Practice: Count Unique Words#

Download starter code

Write a method called count_unique_words that takes a file name and returns the number of unique tokens that appear in that file. Remember a token is a sequence of characters separated by spaces.

For example, suppose we had a file called song.txt that had the following contents.

I'm just goin' to the store, to the store
I'm just goin' to the store
You might not see me anymore, anymore
I'm just goin' to the store

If we called count_unique_words('song.txt') , it would return 14. This is because it contains the unique words ["I'm", "just", "goin'", "to", "the", "store,", "store", "You", "might", "not", "see", "me", "anymore,", "anymore"] . Notice that the tokens 'store,' and 'store' are different since they are not equal. This is intentional since we don’t want you to worry about removing punctuation.

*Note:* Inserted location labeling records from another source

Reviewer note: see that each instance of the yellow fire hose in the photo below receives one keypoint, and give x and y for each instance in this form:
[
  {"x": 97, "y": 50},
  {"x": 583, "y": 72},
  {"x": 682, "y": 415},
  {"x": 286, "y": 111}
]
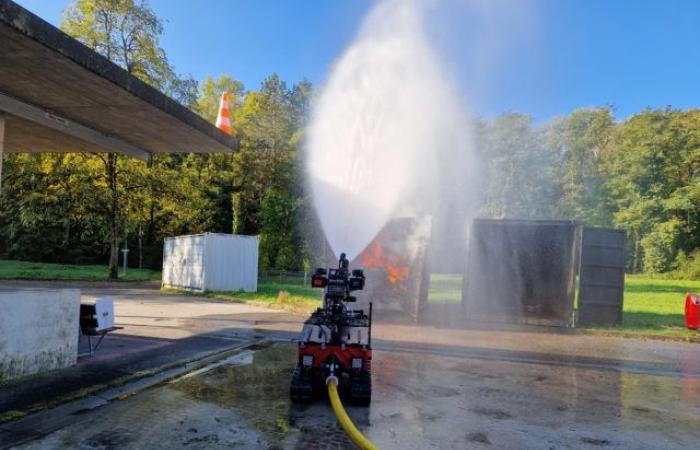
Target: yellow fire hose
[{"x": 353, "y": 433}]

Hint: Try to tackle this problem in parts. Start by writing the starter code like the function header and the code to go through the file word-by-word. Then think about how to store data so that you can answer how many words are unique. Is there some structure we learned that lets you store values?

Note

Some of you might be familiar with other data structures in Python called a set or dict and could help you solve this problem. We will learn about those in Lesson 5 and 6 so we don’t want you using those quite yet! Focus on using the material we have learned so far!